With that in mind, the club has submitted a proposal to Tempe to build an arena on 46 acres. And that's fine plus the club reports that it's "excited" about the opportunity. So am I. But the trick is finding a place to play in Arizona while the new building is constructed. Perhaps Glendale will give the Yotes an extra year before giving them the boot. If not, a search will be on to find a Plan C. This much is certain, Commissioner Bettman is on record that he does not want the Coyotes to leave Arizona. Neither do I for that matter. (And I assume, neither does the state's pride and joy, Auston Matthews.)
HEADLINE: THE OBLIGATORY JACK EICHEL STORY
THE JIVE: As you know by now, there just has to be a a chapter in the Eichel Soap Opera on the average of every other day. And I'm happy to report that the Buffalo News has delivered. Now it's Eichel's teammate -- and my pal from Islanders days -- Kyle Okposo stepping up with a comment.
"Everybody wants closure and answers on this," Okposo said, echoing what most of the civilized hockey world believes as well. The hook here is that Okposo is represented by Pat Brisson, Lord of the Hockey Agents. And so is Eichel. So, you'd have to think that Brisson, who recently replaced Eichel's previous reps, is working all angles to get a resolution and maybe he can.
Buffalo News' crack columnist Mike Harrington believes that Brisson "can do a lot" to unravel the Eichel-Sabres knot. Hey when you're the reigning rep -- with connections that no doubt extend to the Cocos Islands -- strings otherwise unavailable to ordinary agents can be pulled.
Meanwhile, Eichel is rusting, not resting. Surgery for his herniated neck disk still has not been performed and who knows when that will happen. And nobody knows how long it will take to heal.

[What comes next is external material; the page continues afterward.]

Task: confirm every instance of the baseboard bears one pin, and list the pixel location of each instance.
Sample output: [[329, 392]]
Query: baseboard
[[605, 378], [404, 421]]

One thing we will find out soon enough is what Brisson can accomplish that others haven't to resolves this mess. If Patty can do it, nobody can; unless it's a Matt Keator or a Mark Gandler or yet another reputable rep. (Figure: Chapter 52 in The Life And Hard Times of Jack Eichel will be ready in two days.)
HEADLINE: INTERESTING RED DUTTON BOOK IN THE WORKS
THE JIVE: Canadian author and military historian Susan Raby Dunne is writing a book about Hall of Fame defenseman Red Dutton. Dunne will be researching Dutton's experience in World War I (alias The Great War) as well as his hockey career and construction dynasty in Western Canada.
Susan would welcome any hockey stories about the former Montreal Maroon and New York Americans defenseman and later coach and manager of the legendary Amerks. "I'm especially looking for little known vignettes," Dunne tells me.
Target date for publication is September 2022. Sue can be reached at email@example.com. Or, P.O. Box 237, Longview, Alberta, Canada,
T0L 1H0. Being a longtime admirer of Dutton -- NHL President during World War II -- I can't wait to see Dunne's finished manuscript.